To illustrate the difficulty in balancing being the strong, positive influence in a patient’s life with the emotion of having to deal with loss, Michael shared a story about a patient of his who ultimately succumbed to cancer.

“There’s a super, super nice guy that’s like family, incredibly awesome,” Michael shared. “He was one of my first patients. He was telling me there was blood in his urine and I’m scoping him. He had had bladder cancer, cancer all over the bladder. When that happens, you have to get imaging and his imaging showed the bladder cancer had gone outside the bladder and was in his bones and other organs, just terrible.

“So telling patients that diagnosis is tough, number one. Two, following up with them every time and seeing them and checking how they’re doing and seeing their decline is tough. He passed away two or three months ago, which is pretty good for somebody with metastatic bladder cancer the last almost two years. But it’s just tough. The family comes in and they’re all appreciative and you’re just like, ‘I wish I could do more. I don’t know what you’re appreciating me for.’

“But it’s that empathy. It’s that he comes in, he trusts me to tell him what we’re going to do next and make decisions. It’s in the back of your mind. You’re thinking, ‘This is not going to be good.’ But you can’t tell people that. If you’re around medicine a while you start to realize that there’s certain things that aren’t going to be good and there’s certain things that ARE going to be good. But you can’t tell patients that.”

Fortunately for Michael and other physicians, the relationships he’s built with other doctors over the years help to ease those difficult times and help to provide alternative suggestions for treating certain things, when the treatments Michael has tried don’t seem to be working.

“That’s tough,” he said of those times when a treatment that should work isn’t. “You just have to look at the situation again from a different standpoint or from a different angle or talk to the people that trained me, or talk to my coworkers, see if they’ve ever had this. Ask around. Get other people’s ideas and views of a situation. Because if something that you were trained and taught to do to fix a certain problem doesn’t work, where do you go? Go to the people that taught you. Say, ‘Hey, I know this is what you’re supposed to do, but what if it doesn’t work?’ ‘Well, this has happened to me before, X, Y and Z.’ There are a lot of complicated patients like that.”

It also helps that Michael is not only required to take continuing education, but also really enjoys learning new things about medicine.

“Every year, tons of hours,” he said of continuing his education. “You have to go to conferences, do online modules, complete paperwork for extended learning and continued learning, all the time. Some people think of it as a burden. It’s a not a burden to me. I would think that if you’re in a field of taking care of and treating patients you would want to know everything possible that can be done.

“We need to stay up with new therapies and treatments because everything’s changing all the time.

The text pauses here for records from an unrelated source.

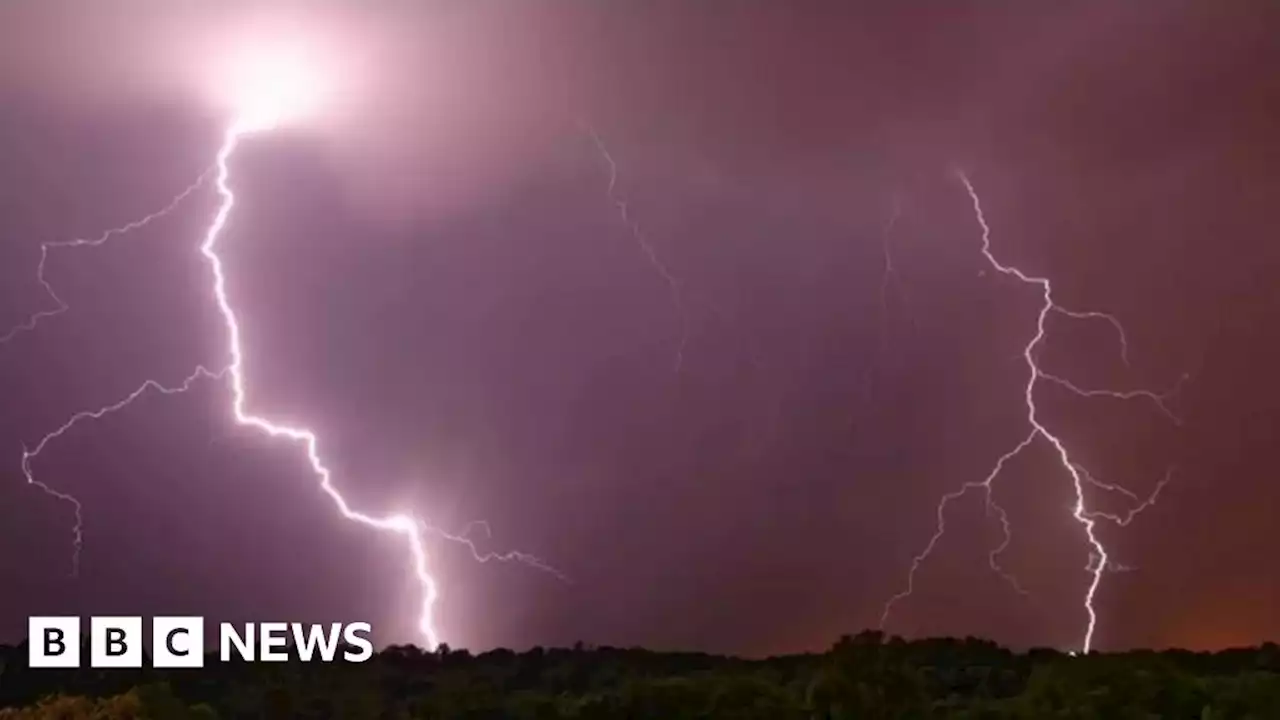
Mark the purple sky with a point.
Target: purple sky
(435, 279)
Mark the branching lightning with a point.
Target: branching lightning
(60, 305)
(28, 455)
(1100, 560)
(257, 118)
(644, 244)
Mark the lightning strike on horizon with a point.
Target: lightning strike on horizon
(643, 242)
(30, 324)
(1100, 560)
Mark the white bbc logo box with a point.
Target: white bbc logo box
(179, 642)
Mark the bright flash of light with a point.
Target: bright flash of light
(280, 91)
(1100, 560)
(268, 85)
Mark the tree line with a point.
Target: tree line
(864, 677)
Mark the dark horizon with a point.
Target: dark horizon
(435, 278)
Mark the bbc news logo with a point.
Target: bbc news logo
(179, 642)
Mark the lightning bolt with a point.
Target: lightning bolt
(60, 305)
(412, 529)
(641, 240)
(1100, 559)
(890, 278)
(85, 415)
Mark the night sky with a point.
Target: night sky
(434, 277)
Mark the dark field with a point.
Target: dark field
(863, 677)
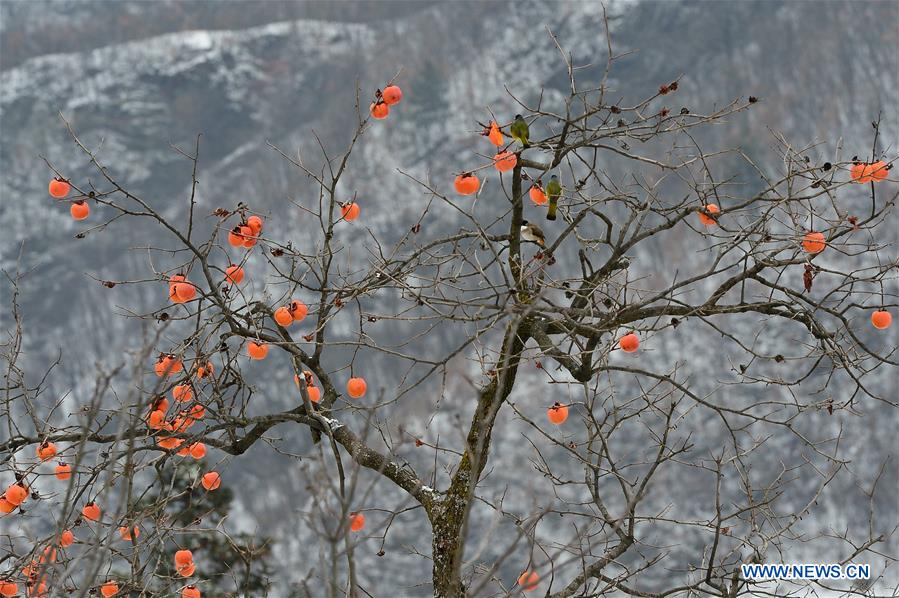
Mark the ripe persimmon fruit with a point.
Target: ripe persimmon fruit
(706, 219)
(814, 242)
(392, 94)
(46, 451)
(298, 310)
(59, 188)
(16, 494)
(211, 480)
(350, 211)
(529, 580)
(356, 387)
(357, 522)
(91, 511)
(257, 350)
(881, 319)
(234, 274)
(504, 161)
(283, 317)
(379, 110)
(197, 450)
(63, 471)
(878, 171)
(537, 195)
(80, 210)
(557, 414)
(629, 343)
(467, 183)
(255, 223)
(183, 557)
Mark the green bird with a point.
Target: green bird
(553, 192)
(520, 130)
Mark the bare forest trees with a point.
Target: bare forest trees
(786, 276)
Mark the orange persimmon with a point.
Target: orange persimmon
(356, 387)
(298, 310)
(707, 219)
(46, 451)
(629, 343)
(379, 110)
(557, 414)
(350, 211)
(504, 161)
(197, 450)
(257, 350)
(80, 210)
(813, 242)
(59, 188)
(881, 319)
(467, 183)
(63, 471)
(91, 511)
(538, 196)
(16, 494)
(211, 480)
(283, 317)
(357, 522)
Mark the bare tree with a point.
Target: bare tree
(787, 256)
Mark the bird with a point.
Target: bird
(531, 232)
(553, 191)
(520, 130)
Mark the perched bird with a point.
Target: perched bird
(520, 130)
(531, 232)
(553, 191)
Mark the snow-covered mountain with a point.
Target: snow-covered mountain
(823, 71)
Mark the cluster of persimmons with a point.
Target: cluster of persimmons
(167, 419)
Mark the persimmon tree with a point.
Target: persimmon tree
(791, 280)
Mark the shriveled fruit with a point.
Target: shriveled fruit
(211, 480)
(709, 219)
(356, 387)
(59, 188)
(557, 414)
(467, 184)
(257, 350)
(881, 319)
(80, 210)
(629, 343)
(357, 522)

I don’t know why you wouldn’t want to have that new knowledge. To me, going into medicine, it’s a field that always has continued learning. In residency my trainers used to say, ‘You’re practicing medicine.’ You’re never going to be 100 percent done. It’s practicing. It’s getting better and better every year.

“You’re going to make mistakes and you’re going to struggle. You’re going to have those bad outcomes. You’re going to learn from those. Nothing in med school or even residency can prepare you for being out in the real world, being out there practicing and having those patients. They’re yours.

“It’s me now. These are my patients. They trust me.”

After spending some time talking with Michael and hearing a little bit about the drive and determination he has to build lasting relationships and care for his Albany neighbors, I have no doubt he’s able to quickly earn that trust.

While I hope I never have cause to become one of his patients, I truly believe that if I did, I would be honored to be in the care of someone like Dr. Michael Monahan.

As a resident of this community, and someone who also cherishes relationships and the wonderful people and things that make the Albany area great, I’m also proud that one of our own would make the decision to return home and take care of this community.